A lei trabalhista brasileira existe desde 1 de maio de 1943, tendo sido criada através do Decreto-Lei nº 5.452 e, posteriormente, sancionada pelo então presidente Getúlio Vargas. O objetivo da criação da lei foi unificar todas as leis trabalhistas que existiam no Brasil. 

A regulamentação da lei é feita pela CLT, Consolidação das Leis do Trabalho, que rege as relações de trabalho, individuais ou coletivas, tanto do trabalhador urbano quanto do rural. Além disso, a lei protege e garante os direitos dos trabalhadores. Assim sendo, todos os empregados registrados em carteira estão protegidos pela CLT.

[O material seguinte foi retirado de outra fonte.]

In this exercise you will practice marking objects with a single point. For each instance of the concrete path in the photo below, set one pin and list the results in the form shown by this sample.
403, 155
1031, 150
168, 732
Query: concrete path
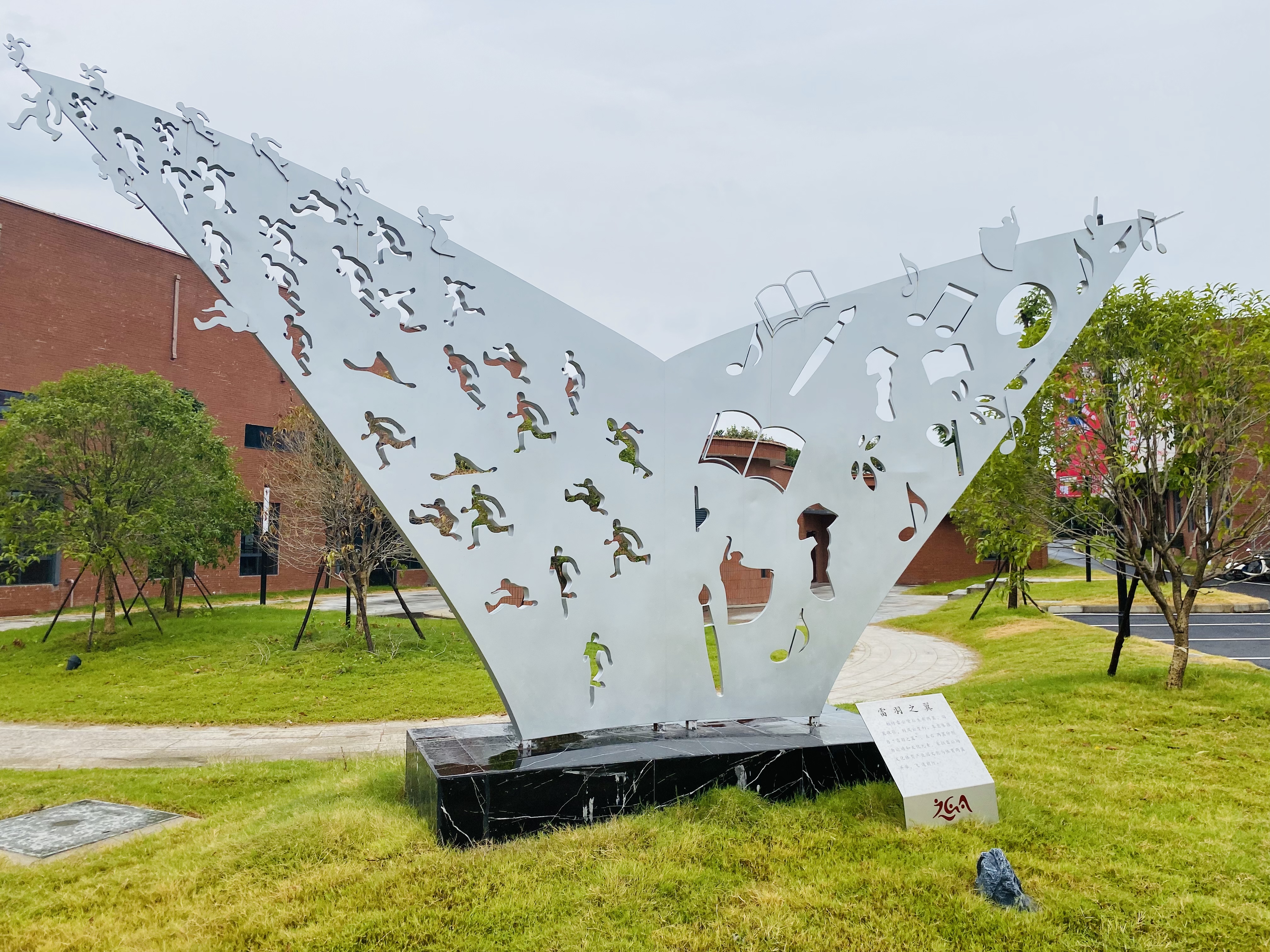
888, 663
884, 664
50, 747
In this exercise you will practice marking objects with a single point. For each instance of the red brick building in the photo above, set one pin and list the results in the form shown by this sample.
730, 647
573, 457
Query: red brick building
77, 296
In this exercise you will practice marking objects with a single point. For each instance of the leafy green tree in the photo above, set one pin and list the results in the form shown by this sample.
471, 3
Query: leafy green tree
335, 518
1173, 391
1010, 506
106, 465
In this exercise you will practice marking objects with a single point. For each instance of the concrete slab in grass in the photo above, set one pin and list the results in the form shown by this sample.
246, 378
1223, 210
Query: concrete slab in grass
73, 828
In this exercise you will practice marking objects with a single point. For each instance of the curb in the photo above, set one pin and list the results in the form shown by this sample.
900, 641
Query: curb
1240, 607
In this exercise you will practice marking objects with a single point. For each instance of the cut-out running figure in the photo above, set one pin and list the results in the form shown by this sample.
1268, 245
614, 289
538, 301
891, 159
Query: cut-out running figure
459, 300
385, 436
463, 468
515, 597
590, 496
444, 520
197, 118
96, 81
623, 539
284, 244
526, 412
440, 239
558, 565
483, 514
513, 362
16, 51
390, 242
219, 251
575, 381
300, 339
630, 455
270, 149
466, 371
592, 654
44, 107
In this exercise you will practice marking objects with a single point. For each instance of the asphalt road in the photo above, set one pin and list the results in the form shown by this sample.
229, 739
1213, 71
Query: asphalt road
1241, 637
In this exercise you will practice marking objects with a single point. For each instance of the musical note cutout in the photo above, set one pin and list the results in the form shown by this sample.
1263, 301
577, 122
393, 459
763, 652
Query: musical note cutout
1147, 221
952, 309
914, 499
1011, 441
912, 275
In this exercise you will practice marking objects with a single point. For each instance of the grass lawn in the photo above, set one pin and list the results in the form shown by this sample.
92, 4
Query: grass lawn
234, 666
1136, 817
195, 600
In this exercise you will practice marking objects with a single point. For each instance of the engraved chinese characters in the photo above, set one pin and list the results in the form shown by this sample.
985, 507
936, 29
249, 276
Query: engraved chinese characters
931, 760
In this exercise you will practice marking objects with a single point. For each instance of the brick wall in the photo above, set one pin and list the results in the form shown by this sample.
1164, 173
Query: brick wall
75, 296
948, 557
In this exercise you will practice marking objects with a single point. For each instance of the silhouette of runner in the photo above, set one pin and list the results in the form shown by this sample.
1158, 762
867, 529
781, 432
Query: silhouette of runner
444, 520
466, 371
630, 455
590, 496
484, 517
623, 537
515, 596
300, 339
526, 411
385, 436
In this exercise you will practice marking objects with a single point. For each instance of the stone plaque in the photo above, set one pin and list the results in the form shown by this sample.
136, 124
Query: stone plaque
933, 761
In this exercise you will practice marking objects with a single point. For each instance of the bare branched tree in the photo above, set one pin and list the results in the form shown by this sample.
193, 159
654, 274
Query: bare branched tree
331, 514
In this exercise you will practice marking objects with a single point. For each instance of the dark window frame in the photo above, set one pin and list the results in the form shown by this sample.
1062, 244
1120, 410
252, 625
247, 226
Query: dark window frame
249, 547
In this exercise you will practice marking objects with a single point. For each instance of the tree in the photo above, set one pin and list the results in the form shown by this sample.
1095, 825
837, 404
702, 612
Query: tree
332, 514
1010, 507
106, 465
1171, 393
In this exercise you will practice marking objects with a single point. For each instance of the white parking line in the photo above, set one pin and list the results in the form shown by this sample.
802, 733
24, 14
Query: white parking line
1194, 624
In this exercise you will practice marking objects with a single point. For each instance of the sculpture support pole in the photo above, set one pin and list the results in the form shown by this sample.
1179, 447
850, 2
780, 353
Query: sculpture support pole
404, 606
59, 614
309, 611
146, 601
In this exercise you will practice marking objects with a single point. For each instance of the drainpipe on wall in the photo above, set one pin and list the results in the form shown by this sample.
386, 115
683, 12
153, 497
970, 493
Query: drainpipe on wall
176, 306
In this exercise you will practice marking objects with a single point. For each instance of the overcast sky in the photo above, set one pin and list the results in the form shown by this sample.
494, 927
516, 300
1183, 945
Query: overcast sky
656, 164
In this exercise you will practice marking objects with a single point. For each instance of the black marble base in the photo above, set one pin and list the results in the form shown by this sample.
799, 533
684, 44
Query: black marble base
472, 784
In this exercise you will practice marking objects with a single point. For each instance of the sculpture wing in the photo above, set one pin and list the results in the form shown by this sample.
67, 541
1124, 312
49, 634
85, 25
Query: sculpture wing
882, 361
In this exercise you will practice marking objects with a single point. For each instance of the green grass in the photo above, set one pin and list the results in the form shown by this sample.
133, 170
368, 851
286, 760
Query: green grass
235, 666
195, 600
1133, 815
1055, 570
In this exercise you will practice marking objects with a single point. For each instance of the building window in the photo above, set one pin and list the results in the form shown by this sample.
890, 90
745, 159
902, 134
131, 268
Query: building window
8, 397
43, 573
258, 439
249, 550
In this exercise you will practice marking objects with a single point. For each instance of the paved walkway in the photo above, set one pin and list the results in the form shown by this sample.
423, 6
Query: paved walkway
884, 664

Além da carteira assinada, a lei trabalhista no Brasil estabelece que os trabalhadores devem receber salário e 13º salário, ter férias remuneradas e serem pagos pelas horas extras de trabalho. Fica estabelecido pela lei que a jornada de trabalho não pode exceder 8 (oito) horas diárias. Homens e mulheres devem receber o mesmo salário se o trabalho for de igual valor, ou seja, é proibida a distinção de sexo. Os trabalhadores têm ainda direito de greve e seguro por acidente de trabalho.

A lei também determina que não haverá distinções relativas à espécie de emprego e à condição de trabalhador, nem entre o trabalho intelectual, técnico e manual, e que são computados, na contagem de tempo de serviço, para efeito de indenização e estabilidade, os períodos em que o empregado estiver afastado do trabalho por motivo de acidente do trabalho.

Com base nas leis trabalhistas, o trabalhador tem direito a folga em determinadas situações como casamento, licença maternidade de 120 dias e licença paternidade de cinco dias. 

Direitos de empregadas domésticas, autônomos e temporários

Depois de muito batalharem por iguais condições de trabalho e de benefícios, as empregadas domésticas conseguiram obter os mesmos direitos que o trabalhador comum. Através da Proposta de Emenda Constitucional (PEC) 478/2010, aprovada pelo Senado em 2013, as empregadas domésticas passam a ter os mesmos direitos, ou seja, elas agora podem dispor do seguro-desemprego em caso de desemprego involuntário, irredutibilidade do salário, 13º salário, férias remuneradas de 30 dias, jornada de trabalho de 44 horas semanais, pagamento de hora extra e indenização por demissão sem justa causa. Também passa a ser obrigatório o recolhimento do FGTS (Fundo de Garantia do Tempo de Serviço).

Além disso, as empregadas domésticas ficam proibidas de realizar trabalho noturno se forem menores de 18 anos, não podem ser discriminadas por causa de qualquer tipo de deficiência, e nem pode haver qualquer diferença de salários por motivo de sexo, idade, cor ou estado civil. As empregadas domésticas também passam a ter direito a descanso semanal remunerado, feriados civis e religiosos, aviso-prévio de, no mínimo, 30 dias e aposentadoria por idade e por invalidez. 

Novos direitos das empregadas domésticas

O trabalhador autônomo não é subordinado a nenhum patrão, por isso, ao trabalhar por conta própria ele não tem direito a verbas trabalhistas, como décimo terceiro salário, férias, folga semanal remunerada, etc. No entanto, alguns trabalhadores autônomos que mantêm vínculo direto com a empresa, ou seja, estão subordinados a um empregador, têm seus direitos garantidos pela legislação trabalhista.

O trabalhador temporário também está protegido pela legislação. Se, por exemplo, ele for dispensado antes do término do contrato com prazo determinado, tem direito ao saldo de salário, 13º salário e férias proporcionais, além de uma indenização de 50% dos dias faltantes para o fim do contrato.

No caso de o empregador não cumprir com as normas da lei trabalhista, o empregado tem direito a entrar na Justiça para requerer os seus direitos. As leis trabalhistas da CLT garantem.